Audit targets city’s leased golf courses amid widening focus on recurring revenues
San Diego is leaving significant revenue potential unrealized from a portfolio of city-owned golf properties leased to outside operators, as fiscal pressures intensify and the City Council reviews options for strengthening recurring income. A performance audit of the city’s leased golf property portfolio was scheduled for discussion at the City Council’s Audit Committee meeting on February 11, 2026.
The city owns eight leased golf courses totaling more than 800 acres. In fiscal year 2025, the leased courses generated about $34 million in revenue for operators, while the city received about $3.5 million in rent tied to calendar year 2024. City records presented with the audit agenda show that rent revenue was split across funds, including approximately $1.5 million to the General Fund and about $2 million to the Water Fund.
The audit was framed against a multi-year structural gap: the city’s five-year outlook projects average annual General Fund shortfalls through fiscal year 2031, elevating the importance of fully capturing and managing existing revenue streams.
Inconsistent lease terms and limited monitoring cited as core weaknesses
The audit’s focus is whether the city is managing its leased golf properties to maximize either financial return or measurable public benefit. Among the central issues highlighted in reporting around the audit are uneven lease structures and limited routine oversight, both of which can affect the city’s negotiating position and long-term asset condition.
A key operational risk flagged is the presence of “holdover” arrangements—situations where an expired lease shifts to month-to-month operation. Auditors also raised concerns about limited regular site inspections, which can reduce the city’s ability to verify compliance with lease obligations and identify maintenance or capital needs early.
Revenue share varies widely across properties
Financial performance and the city’s share of returns vary by lease. For example, the Tecolote Canyon and Mission Trails golf properties were described as returning larger percentages of revenue to the city in certain periods, while other sites generated substantial operator revenue under lower percentage rent requirements.
The audit also highlighted a structural contributor to uneven outcomes: capital improvement provisions are not consistently included across leases, and it was not always clear whether capital needs were addressed in every negotiation. Over time, differences in how capital responsibilities are defined can shift financial and operational risk between the city and operators.
- Eight leased golf courses total more than 800 acres of city-owned land.
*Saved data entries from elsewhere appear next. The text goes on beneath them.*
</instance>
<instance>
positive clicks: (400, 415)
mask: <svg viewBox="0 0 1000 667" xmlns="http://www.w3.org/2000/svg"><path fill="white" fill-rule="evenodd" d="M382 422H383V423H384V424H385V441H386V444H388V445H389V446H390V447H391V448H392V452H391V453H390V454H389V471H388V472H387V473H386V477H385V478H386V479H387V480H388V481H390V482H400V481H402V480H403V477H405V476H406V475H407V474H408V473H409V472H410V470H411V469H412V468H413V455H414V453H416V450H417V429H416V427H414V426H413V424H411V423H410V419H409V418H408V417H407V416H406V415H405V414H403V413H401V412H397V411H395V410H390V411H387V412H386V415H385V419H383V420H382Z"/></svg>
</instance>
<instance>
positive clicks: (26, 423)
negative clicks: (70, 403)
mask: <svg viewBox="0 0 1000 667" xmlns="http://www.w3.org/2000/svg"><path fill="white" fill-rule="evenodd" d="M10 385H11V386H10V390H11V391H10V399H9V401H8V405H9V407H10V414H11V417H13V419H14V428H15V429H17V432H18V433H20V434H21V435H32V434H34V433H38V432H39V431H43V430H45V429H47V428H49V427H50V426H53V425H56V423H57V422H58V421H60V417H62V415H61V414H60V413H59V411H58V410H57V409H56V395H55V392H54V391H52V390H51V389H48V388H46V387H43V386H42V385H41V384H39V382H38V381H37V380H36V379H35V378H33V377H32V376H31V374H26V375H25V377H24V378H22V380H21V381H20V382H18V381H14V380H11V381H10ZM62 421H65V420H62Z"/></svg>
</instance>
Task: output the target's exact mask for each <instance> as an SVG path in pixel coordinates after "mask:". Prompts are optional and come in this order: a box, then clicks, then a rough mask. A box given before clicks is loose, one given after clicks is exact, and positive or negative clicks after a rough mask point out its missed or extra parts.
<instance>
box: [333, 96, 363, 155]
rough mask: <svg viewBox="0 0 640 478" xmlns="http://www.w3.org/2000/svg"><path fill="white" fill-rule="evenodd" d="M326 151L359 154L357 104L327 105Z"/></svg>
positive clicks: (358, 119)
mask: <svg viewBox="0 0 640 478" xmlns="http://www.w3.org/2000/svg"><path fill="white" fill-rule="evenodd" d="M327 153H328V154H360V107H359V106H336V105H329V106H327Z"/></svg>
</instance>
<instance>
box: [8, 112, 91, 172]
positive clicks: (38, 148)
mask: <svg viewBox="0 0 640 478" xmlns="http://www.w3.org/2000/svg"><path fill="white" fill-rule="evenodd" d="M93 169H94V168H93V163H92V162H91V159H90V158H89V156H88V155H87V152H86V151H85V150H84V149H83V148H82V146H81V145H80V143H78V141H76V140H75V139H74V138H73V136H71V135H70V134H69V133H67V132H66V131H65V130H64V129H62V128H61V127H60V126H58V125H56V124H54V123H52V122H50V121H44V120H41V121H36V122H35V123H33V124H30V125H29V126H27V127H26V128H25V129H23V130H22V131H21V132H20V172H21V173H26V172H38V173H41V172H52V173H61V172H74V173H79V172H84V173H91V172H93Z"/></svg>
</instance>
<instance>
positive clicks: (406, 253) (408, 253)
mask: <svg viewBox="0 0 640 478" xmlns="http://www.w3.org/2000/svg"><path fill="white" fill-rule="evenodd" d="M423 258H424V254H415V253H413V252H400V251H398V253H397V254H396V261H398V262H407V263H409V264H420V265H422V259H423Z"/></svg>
- Operators generated roughly $34 million in annual revenue, while the city received roughly $3.5 million in rent for the referenced period.
- Rent revenue was allocated across the General Fund and Water Fund, underscoring competing budget priorities.
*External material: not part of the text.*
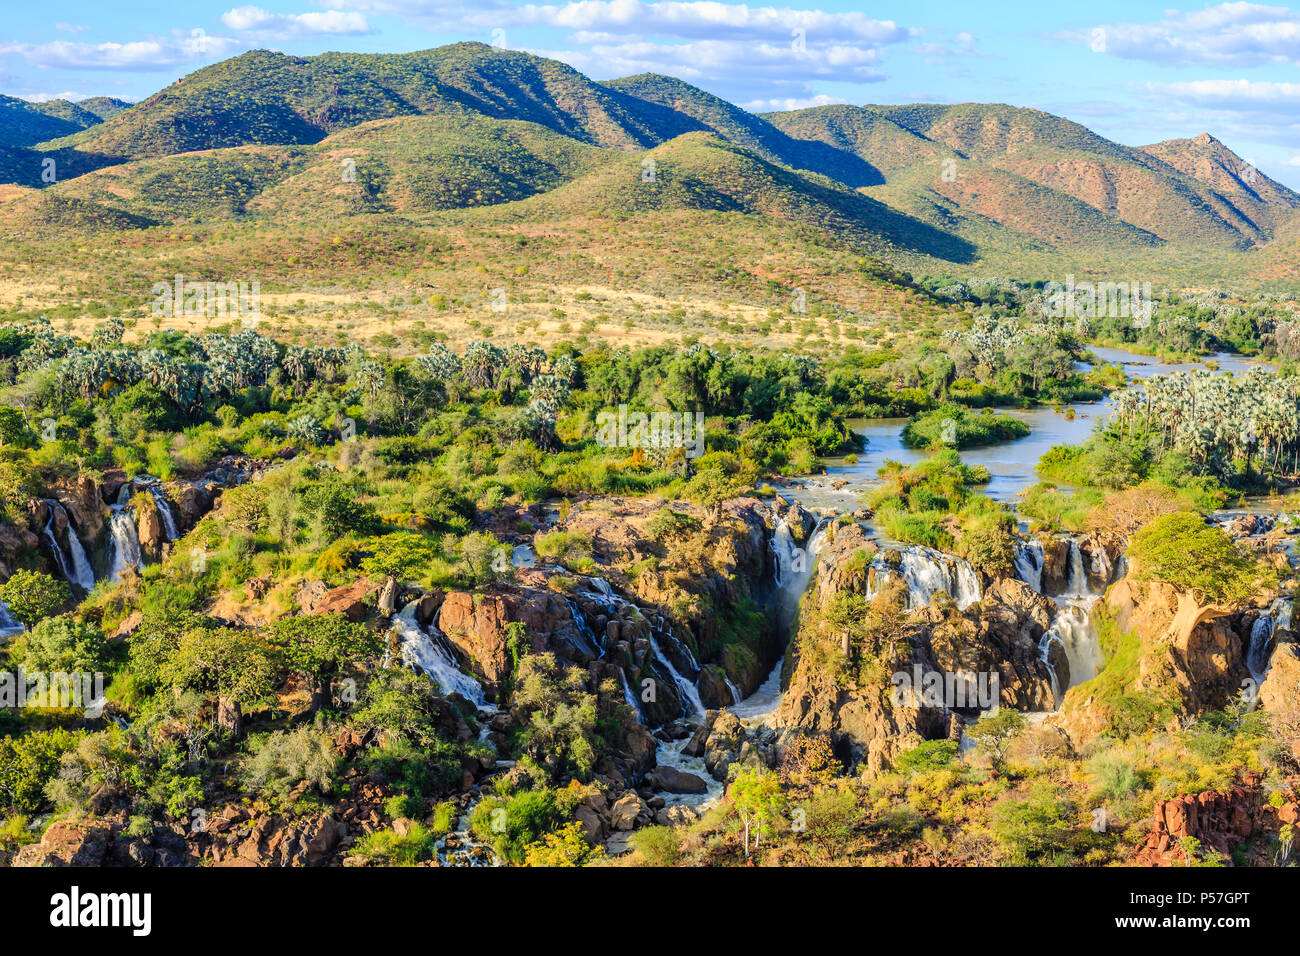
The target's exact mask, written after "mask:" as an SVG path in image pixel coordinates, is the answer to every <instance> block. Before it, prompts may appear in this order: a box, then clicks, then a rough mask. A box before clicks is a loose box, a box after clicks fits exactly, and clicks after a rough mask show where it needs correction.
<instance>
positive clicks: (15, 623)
mask: <svg viewBox="0 0 1300 956" xmlns="http://www.w3.org/2000/svg"><path fill="white" fill-rule="evenodd" d="M26 630H27V628H25V627H23V626H22V622H19V620H18V619H17V618H14V617H13V611H10V610H9V605H6V604H5V602H4V601H0V637H4V639H8V637H14V636H16V635H19V633H22V632H23V631H26Z"/></svg>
How leased courses fit into the broader golf picture
The audit’s findings address leased properties, which differ from the city’s municipally operated golf courses. City-operated golf revenue is generally managed within a dedicated golf fund used to support operations and maintenance, while lease payments from outside operators are distributed across other city funds. The separation means policy choices affecting leases may not directly translate to the city-run system, but both intersect with the broader debate over how recreation assets should support municipal finances.
The Audit Committee’s review is expected to center on oversight practices, lease administration, and whether changes to inspections, lease terms, or renewal practices could improve financial return or public benefit without compromising long-term asset condition.